Dr. Millar and Dr. Lear even held a tutorial during the end of the midsemester break where they answered sent-in questions and re-covered their more difficult content taught so contact your class rep if you believe that may be of help. You guys are in for a real treat!


Plant and Yeast Molecular Genetics

Professor Russell Snell taught this section for the first time in 2015, however, the content (10 lectures + tutorial) taught have not changed much since the last lecturer, Professor Richard Gardner. They are:

  • Recombinant DNA technology: The key enzymes, vectors, libraries & screening processes and DNA sequencing

  • Applications of recombinant DNA technology

  • Prokaryotic and eukaryotic transposable elements

  • Molecular markers in genetic analysis

  • Types of DNA - based markers

His content moved away from the emphasis of learning about the molecular side of genetics which Dr. Millar and Dr. Lear taught you and more towards a focus on how genetics can be used and manipulated in the industry to achieve a variety of aims. Personally, I found his content confusing and difficult to understand despite going over his notes and lecture recordings several times, and was only able to achieve a better understanding through peer-collaboration so working with your fellow classmates is highly recommended here should you find yourself stuck. The positive side, in my opinion, is that he had written notes attached to each slide telling you which parts he wanted you to learn, and further expanded on the context of diagrams in the slides as well.

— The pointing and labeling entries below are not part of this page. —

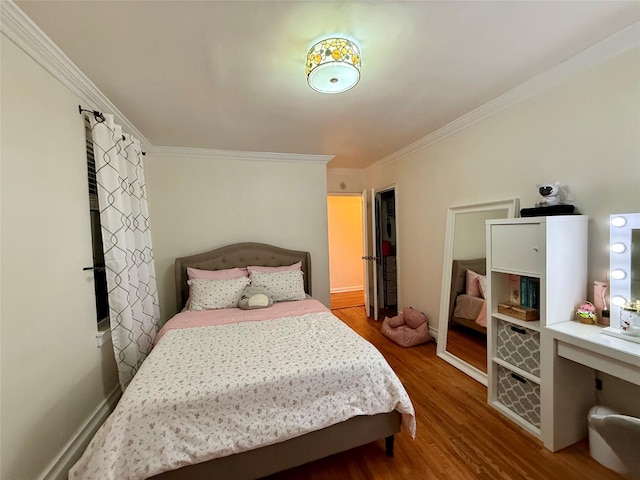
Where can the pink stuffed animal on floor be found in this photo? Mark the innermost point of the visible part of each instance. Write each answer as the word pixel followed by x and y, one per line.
pixel 407 329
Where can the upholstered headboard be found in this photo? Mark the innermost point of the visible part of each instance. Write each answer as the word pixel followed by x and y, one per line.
pixel 239 255
pixel 459 277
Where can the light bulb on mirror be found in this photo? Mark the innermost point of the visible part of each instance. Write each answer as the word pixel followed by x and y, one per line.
pixel 618 247
pixel 618 221
pixel 618 274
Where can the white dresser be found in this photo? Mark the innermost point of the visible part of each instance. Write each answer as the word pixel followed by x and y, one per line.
pixel 547 257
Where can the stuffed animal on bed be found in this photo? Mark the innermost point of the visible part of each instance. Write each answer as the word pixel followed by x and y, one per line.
pixel 254 297
pixel 407 329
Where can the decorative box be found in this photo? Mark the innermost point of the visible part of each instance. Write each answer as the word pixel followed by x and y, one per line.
pixel 519 395
pixel 519 346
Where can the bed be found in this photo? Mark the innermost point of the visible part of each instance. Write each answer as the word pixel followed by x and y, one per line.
pixel 283 360
pixel 467 308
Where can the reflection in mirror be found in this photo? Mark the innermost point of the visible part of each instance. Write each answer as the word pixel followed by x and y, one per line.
pixel 624 265
pixel 462 332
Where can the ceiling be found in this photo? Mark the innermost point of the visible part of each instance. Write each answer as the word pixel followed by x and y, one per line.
pixel 230 75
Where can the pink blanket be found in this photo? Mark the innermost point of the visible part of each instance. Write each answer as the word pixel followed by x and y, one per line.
pixel 224 316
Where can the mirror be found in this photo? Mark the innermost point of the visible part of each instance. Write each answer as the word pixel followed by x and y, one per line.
pixel 462 333
pixel 624 263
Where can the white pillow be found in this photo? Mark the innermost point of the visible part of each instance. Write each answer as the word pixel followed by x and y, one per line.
pixel 213 294
pixel 282 286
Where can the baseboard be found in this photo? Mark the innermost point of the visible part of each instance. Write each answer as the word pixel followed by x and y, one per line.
pixel 346 289
pixel 59 468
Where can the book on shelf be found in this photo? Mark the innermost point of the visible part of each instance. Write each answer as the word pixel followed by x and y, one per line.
pixel 514 288
pixel 524 291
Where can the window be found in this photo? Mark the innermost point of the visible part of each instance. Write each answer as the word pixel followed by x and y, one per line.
pixel 99 271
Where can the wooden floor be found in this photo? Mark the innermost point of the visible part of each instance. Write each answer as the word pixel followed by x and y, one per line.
pixel 458 435
pixel 468 345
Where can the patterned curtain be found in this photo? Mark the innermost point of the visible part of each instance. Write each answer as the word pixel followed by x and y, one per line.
pixel 131 280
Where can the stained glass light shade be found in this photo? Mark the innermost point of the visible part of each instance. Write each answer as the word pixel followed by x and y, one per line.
pixel 333 65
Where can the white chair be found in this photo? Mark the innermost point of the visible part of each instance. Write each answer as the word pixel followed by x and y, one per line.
pixel 622 434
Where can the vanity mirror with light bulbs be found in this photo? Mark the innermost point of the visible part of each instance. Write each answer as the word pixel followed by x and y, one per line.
pixel 624 266
pixel 461 341
pixel 574 353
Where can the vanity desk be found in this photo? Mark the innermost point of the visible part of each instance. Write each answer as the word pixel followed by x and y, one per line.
pixel 578 351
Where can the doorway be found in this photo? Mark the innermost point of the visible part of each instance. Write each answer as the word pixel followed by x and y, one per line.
pixel 385 256
pixel 346 273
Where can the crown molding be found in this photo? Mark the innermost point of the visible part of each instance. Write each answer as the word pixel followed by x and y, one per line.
pixel 346 171
pixel 21 30
pixel 593 56
pixel 238 155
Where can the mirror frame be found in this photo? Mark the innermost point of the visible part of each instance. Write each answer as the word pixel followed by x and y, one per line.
pixel 512 207
pixel 621 261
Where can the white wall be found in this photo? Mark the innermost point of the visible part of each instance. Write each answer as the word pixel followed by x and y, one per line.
pixel 198 203
pixel 53 375
pixel 346 180
pixel 583 132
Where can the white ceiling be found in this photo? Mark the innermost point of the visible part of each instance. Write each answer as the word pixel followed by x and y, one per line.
pixel 229 75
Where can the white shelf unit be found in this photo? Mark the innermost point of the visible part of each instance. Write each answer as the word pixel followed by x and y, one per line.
pixel 552 249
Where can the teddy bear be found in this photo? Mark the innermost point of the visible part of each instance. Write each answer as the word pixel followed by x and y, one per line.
pixel 551 194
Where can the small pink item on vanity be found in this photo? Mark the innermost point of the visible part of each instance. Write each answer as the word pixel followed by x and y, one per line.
pixel 587 313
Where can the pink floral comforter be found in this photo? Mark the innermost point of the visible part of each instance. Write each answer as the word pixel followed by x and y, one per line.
pixel 210 391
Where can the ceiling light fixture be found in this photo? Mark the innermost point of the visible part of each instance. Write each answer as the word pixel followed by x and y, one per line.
pixel 333 65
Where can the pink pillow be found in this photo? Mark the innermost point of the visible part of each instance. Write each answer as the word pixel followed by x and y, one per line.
pixel 227 274
pixel 473 284
pixel 286 268
pixel 413 318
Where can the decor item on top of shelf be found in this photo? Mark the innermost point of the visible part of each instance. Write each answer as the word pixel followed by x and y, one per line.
pixel 551 194
pixel 630 318
pixel 586 313
pixel 554 200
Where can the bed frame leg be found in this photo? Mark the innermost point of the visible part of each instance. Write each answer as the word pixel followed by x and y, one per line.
pixel 388 444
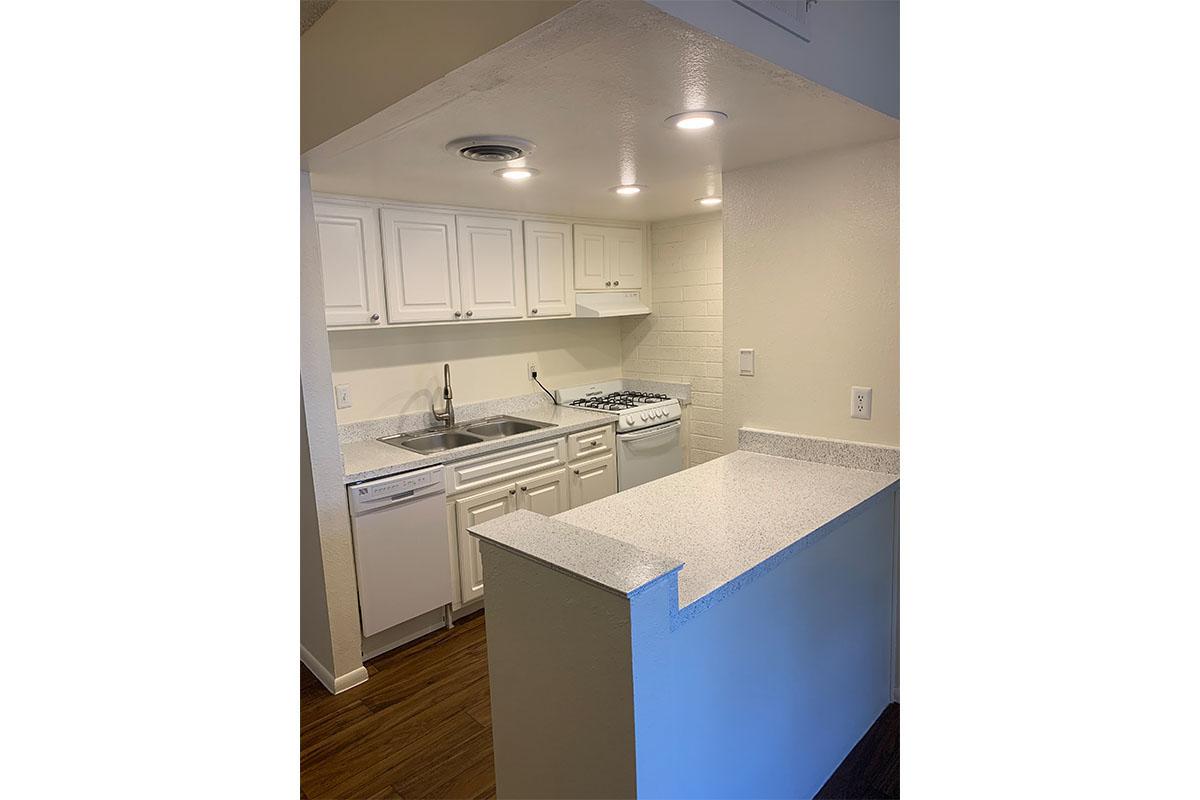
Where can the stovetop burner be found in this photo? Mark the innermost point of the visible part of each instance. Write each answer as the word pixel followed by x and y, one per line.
pixel 619 401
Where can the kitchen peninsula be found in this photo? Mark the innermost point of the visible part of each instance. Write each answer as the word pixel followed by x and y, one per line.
pixel 725 631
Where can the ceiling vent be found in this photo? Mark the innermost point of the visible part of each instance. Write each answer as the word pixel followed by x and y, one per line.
pixel 491 149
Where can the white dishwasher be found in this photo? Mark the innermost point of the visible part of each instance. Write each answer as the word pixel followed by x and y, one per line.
pixel 401 548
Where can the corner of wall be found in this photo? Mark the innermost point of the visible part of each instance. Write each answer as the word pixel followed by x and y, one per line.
pixel 681 340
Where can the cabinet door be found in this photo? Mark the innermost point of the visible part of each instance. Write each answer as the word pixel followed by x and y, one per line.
pixel 352 264
pixel 550 264
pixel 472 511
pixel 589 258
pixel 491 264
pixel 420 260
pixel 593 479
pixel 624 248
pixel 546 493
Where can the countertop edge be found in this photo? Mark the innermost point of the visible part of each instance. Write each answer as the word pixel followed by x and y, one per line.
pixel 600 560
pixel 808 540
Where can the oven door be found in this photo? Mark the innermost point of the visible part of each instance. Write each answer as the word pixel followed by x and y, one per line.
pixel 645 456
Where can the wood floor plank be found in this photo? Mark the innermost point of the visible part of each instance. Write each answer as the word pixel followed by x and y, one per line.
pixel 420 727
pixel 475 777
pixel 373 767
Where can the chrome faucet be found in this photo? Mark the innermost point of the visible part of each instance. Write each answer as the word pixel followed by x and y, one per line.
pixel 448 395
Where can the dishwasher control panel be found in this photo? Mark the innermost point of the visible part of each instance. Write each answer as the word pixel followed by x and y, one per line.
pixel 396 487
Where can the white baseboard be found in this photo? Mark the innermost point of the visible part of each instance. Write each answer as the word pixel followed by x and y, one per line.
pixel 334 685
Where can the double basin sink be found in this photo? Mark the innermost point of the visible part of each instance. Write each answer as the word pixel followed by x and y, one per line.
pixel 468 433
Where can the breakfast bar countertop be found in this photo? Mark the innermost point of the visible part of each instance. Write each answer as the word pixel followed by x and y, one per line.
pixel 724 519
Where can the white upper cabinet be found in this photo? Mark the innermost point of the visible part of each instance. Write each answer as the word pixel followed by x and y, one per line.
pixel 625 258
pixel 420 258
pixel 589 260
pixel 609 258
pixel 352 264
pixel 491 264
pixel 549 266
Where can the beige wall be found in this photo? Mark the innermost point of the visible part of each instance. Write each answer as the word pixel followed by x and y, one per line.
pixel 811 283
pixel 325 505
pixel 399 371
pixel 681 341
pixel 361 56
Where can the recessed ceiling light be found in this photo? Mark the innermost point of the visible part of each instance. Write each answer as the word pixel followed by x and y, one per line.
pixel 696 120
pixel 516 173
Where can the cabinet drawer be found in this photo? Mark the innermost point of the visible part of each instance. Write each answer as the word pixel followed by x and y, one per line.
pixel 585 444
pixel 504 465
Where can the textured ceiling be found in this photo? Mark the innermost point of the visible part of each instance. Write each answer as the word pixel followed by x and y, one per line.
pixel 592 88
pixel 311 11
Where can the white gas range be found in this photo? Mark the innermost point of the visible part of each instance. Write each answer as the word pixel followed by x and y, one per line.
pixel 648 428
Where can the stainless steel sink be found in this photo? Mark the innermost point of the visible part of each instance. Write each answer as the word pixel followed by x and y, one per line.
pixel 427 443
pixel 468 433
pixel 495 427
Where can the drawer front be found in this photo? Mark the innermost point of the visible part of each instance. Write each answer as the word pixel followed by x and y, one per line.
pixel 504 465
pixel 586 444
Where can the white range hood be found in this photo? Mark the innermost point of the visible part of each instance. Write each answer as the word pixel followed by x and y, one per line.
pixel 609 304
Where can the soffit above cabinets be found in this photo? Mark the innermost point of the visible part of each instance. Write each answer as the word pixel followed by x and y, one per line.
pixel 592 88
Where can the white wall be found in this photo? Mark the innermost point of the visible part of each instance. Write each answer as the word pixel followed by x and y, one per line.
pixel 811 283
pixel 399 371
pixel 855 47
pixel 681 341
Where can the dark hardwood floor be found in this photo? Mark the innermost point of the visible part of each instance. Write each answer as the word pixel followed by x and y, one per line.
pixel 871 770
pixel 421 727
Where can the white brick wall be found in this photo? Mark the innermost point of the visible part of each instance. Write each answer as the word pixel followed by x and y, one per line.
pixel 681 341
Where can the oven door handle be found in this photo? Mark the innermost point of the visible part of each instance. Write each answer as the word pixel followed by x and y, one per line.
pixel 653 433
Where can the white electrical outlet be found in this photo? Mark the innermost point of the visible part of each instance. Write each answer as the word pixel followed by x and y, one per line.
pixel 745 361
pixel 861 402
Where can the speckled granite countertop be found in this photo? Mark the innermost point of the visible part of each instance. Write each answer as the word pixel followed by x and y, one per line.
pixel 721 518
pixel 371 458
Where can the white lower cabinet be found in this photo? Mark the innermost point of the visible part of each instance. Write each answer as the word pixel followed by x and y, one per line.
pixel 592 480
pixel 546 494
pixel 471 511
pixel 553 489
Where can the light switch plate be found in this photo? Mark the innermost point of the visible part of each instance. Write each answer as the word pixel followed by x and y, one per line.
pixel 745 361
pixel 861 402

Genetic Basis and Evolution of Quantitative traits; genome imprinting

Like Dr. Lear, 2014 was the first year that Dr. Anna Santure taught this final block of lectures for BIOSCI 202. Fear not, however, - she is an extremely friendly, approachable and passionate lecturer and like all the other lecturers in this course has extremely well-detailed lecture slides and she will often post additional slides with her answers to student questions she received via email so do check frequently on CECIL for those.  Her content (9 lectures + tutorial) covered the following:

  • Genomics and bioinformatics

  • Genetic structure of populations

  • Quantitative genetics - heritability and association mapping

  • The molecular archive

  • Molecular systematics of gene trees through time and gene trees and species trees

  • Evolution of traits

As you can probably tell, Dr. Santure's focus is more on the genetics of populations and evolution. I found her section to be conceptually easier than Professor Gardner's, although again it is easy to fool yourself into believing you understand a particular concept so please practice questions thoroughly to cement your knowledge. Her emailed answer replies to student questions are also extremely detailed and thorough so don't be afraid to get in touch should you encounter difficulty in your content. Calculations are also required for her questions but they will be nothing more than high school arithmetic. It would be a good idea to bring your calculator along to her lectures so you can follow along as she explains the steps during lectures, and also keep in mind you will need to know the formulae for the calculations in the exam.